AI/BI Dashboards: From uneven adoption to broad business impact
Adoption of AI/BI in Databricks has been promising, but uneven. While a few accounts are seeing real momentum, most are still stuck at fewer than ten active users. The takeaway? We’re just scratching the surface, and the opportunity is massive.
To grow AI/BI from pilot projects into game-changing business value, three things matter most:
- Secure a champion and set the vision. AI/BI thrives when there’s someone pushing it forward. Pair that leadership with UC metric views to “shift semantics left” and create trusted sources of truth.
- Land before you expand. With automated identity management (AIM) in Azure and the arrival of Databricks One (Public Preview), onboarding new users is easier than ever. Business users don’t want clusters or notebooks, they want answers. Databricks One gives them that, with dashboards, Genie, and apps in a clean, consumer-grade UI.
- Accelerate consumption by expanding reach. Scale governance, embrace the new consumer access entitlement, and extend insights into where business users already work, like embedding dashboards in Salesforce.

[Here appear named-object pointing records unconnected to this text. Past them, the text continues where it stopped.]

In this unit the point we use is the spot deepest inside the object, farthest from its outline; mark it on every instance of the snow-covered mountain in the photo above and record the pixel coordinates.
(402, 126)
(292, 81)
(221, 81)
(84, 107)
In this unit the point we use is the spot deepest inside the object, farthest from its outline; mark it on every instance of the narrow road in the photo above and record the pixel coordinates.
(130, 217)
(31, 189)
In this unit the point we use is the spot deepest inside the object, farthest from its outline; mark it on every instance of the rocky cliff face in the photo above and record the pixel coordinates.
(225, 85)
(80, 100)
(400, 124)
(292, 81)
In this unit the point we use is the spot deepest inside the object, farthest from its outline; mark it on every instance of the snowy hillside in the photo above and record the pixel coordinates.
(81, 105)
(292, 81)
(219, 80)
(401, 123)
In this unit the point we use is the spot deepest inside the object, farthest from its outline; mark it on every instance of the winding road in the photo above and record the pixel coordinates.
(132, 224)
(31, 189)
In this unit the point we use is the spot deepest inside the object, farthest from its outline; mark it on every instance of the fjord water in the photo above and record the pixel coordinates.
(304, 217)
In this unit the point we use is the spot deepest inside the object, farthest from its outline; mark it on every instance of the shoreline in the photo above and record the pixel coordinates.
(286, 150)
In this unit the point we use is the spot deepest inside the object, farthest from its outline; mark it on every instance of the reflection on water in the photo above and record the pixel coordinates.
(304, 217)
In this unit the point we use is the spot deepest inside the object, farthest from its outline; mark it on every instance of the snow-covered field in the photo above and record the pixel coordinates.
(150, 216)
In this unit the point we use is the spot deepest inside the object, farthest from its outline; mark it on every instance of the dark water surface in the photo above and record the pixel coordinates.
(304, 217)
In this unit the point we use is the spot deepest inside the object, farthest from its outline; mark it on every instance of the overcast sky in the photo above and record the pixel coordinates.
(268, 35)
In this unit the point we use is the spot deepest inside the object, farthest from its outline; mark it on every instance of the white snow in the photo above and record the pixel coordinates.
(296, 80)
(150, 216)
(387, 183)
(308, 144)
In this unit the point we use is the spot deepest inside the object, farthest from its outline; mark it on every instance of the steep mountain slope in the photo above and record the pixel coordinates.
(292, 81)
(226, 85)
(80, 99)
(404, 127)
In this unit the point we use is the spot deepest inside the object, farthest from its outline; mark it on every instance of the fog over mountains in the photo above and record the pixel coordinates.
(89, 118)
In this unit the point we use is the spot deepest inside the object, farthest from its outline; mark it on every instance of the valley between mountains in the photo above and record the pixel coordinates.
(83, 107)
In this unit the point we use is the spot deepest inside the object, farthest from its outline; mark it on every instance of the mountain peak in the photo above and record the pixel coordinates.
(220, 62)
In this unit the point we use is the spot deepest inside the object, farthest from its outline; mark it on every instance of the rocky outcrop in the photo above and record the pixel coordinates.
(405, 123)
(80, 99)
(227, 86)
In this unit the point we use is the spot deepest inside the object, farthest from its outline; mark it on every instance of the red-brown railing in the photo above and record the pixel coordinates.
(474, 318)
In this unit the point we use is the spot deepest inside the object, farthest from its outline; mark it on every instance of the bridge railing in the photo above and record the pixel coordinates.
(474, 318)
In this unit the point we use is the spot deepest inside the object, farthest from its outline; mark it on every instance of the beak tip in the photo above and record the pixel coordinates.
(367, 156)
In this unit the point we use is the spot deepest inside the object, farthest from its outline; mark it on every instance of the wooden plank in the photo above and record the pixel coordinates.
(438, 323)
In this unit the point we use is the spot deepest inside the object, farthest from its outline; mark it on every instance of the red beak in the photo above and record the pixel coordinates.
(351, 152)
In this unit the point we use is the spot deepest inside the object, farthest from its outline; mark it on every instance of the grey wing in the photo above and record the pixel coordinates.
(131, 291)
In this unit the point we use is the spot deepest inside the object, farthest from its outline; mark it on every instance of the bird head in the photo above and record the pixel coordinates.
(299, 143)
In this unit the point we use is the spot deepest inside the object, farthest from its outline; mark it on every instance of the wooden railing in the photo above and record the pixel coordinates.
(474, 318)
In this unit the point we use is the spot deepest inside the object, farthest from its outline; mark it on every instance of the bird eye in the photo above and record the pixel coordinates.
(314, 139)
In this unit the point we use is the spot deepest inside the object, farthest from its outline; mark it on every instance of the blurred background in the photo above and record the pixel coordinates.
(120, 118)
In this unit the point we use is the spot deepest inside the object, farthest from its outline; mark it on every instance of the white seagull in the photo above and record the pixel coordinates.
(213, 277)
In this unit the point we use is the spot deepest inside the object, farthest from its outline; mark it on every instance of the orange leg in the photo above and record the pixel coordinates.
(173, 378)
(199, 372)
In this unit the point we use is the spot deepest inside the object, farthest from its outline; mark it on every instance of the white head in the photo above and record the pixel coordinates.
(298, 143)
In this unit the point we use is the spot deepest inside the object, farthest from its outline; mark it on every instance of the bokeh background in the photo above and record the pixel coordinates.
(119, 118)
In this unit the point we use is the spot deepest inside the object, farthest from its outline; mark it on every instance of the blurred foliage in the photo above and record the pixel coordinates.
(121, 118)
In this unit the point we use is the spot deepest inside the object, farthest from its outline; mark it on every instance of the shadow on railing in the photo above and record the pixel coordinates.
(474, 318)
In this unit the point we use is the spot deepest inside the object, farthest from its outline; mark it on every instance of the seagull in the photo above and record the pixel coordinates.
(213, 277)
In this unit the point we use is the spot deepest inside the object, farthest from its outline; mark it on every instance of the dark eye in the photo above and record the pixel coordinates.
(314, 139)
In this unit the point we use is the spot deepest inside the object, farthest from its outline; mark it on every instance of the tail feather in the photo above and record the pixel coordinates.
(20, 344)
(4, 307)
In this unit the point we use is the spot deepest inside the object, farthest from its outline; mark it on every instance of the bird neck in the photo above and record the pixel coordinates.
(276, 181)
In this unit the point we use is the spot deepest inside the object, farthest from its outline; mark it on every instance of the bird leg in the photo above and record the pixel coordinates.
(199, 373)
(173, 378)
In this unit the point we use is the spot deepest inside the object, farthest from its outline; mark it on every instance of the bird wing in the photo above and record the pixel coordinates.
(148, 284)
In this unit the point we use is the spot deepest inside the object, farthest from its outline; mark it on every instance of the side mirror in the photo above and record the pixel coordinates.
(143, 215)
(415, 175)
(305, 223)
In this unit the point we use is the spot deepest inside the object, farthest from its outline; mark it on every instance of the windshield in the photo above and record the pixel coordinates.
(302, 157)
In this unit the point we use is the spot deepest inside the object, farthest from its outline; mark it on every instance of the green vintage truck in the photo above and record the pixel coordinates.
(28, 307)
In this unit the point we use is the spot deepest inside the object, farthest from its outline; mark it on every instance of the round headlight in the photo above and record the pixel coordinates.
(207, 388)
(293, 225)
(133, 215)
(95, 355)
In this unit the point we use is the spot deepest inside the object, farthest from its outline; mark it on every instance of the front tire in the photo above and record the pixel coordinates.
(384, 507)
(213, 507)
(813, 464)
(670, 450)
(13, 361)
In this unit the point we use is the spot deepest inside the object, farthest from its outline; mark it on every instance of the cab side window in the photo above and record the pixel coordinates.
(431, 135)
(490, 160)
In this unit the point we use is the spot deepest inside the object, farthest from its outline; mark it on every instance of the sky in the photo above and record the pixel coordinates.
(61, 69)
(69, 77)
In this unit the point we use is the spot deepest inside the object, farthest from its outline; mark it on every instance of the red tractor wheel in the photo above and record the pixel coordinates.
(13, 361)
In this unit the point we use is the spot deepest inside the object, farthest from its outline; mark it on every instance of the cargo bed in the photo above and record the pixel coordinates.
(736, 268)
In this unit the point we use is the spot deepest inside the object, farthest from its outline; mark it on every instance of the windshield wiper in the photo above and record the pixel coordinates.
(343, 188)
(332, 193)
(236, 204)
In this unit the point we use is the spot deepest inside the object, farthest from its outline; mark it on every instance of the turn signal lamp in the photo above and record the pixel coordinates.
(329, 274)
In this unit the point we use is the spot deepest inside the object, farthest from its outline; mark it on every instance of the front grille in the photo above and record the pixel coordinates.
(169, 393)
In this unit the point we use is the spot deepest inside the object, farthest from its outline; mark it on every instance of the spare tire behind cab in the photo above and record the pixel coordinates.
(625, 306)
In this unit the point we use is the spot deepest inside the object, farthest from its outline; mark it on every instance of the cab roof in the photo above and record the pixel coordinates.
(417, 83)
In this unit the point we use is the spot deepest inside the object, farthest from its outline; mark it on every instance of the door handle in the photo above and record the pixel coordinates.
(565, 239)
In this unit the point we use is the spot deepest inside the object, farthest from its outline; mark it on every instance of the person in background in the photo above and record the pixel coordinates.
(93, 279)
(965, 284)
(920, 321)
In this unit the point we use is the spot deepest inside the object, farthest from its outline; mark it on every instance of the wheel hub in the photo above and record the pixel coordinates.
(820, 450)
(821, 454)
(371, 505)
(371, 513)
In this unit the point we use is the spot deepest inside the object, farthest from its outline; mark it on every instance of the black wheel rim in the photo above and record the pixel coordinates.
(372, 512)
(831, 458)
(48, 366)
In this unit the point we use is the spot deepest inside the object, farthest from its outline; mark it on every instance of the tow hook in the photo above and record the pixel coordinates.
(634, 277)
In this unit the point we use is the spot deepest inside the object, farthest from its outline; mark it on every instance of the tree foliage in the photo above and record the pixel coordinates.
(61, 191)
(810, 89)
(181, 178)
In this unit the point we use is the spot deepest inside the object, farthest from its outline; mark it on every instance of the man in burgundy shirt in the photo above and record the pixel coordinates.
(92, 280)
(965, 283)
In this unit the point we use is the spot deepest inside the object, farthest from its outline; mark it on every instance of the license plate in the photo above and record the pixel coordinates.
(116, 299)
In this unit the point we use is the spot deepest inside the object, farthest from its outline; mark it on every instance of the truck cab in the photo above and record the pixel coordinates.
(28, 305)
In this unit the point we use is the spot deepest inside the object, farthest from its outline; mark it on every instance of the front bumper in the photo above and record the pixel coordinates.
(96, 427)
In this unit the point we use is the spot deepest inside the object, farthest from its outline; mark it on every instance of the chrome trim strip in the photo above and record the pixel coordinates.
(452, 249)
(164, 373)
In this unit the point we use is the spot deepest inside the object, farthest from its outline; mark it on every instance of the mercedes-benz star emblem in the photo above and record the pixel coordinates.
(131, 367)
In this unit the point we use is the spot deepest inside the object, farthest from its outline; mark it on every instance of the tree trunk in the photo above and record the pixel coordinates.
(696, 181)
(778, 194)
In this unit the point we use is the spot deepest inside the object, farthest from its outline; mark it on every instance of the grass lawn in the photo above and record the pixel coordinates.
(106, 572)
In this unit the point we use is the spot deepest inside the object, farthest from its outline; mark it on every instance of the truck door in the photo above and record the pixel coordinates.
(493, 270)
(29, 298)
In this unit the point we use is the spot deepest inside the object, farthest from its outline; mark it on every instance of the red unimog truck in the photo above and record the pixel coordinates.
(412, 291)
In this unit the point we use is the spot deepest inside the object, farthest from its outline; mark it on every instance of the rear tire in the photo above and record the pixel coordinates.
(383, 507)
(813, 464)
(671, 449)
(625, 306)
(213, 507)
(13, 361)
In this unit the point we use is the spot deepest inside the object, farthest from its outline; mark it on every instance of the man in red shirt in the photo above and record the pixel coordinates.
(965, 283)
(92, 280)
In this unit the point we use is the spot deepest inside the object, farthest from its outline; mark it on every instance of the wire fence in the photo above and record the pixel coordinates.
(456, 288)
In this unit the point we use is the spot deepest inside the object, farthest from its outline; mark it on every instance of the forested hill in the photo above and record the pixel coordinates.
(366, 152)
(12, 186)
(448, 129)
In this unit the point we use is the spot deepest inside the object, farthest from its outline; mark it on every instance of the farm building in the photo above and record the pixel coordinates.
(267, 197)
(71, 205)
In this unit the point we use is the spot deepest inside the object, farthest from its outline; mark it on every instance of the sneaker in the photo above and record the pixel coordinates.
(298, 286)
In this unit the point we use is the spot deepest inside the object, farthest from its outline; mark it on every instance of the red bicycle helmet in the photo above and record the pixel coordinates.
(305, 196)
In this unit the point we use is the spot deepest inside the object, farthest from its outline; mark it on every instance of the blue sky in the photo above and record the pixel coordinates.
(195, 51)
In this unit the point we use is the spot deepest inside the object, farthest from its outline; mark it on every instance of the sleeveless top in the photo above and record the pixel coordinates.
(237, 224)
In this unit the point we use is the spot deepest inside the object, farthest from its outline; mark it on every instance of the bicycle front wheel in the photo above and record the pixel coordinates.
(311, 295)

The bottom line: AI/BI in Databricks isn’t just about reports. It’s about building a movement; one champion, one win, one expansion at a time, until every business user can tap into AI with zero friction.
Databricks One is a brand-new, business-friendly experience designed to put AI and BI into the hands of every user, not just data teams. With a clean, consumer-grade interface, business users can explore AI/BI Dashboards, ask natural-language questions with Genie, and tap into tailored Databricks Apps without being confused by Machine Learning or Data Engineering interfaces. Backed by Unity Catalog governance and simple onboarding via the new consumer access entitlement, Databricks One makes insights fast, secure, and intuitive. The full experience entered public preview last week.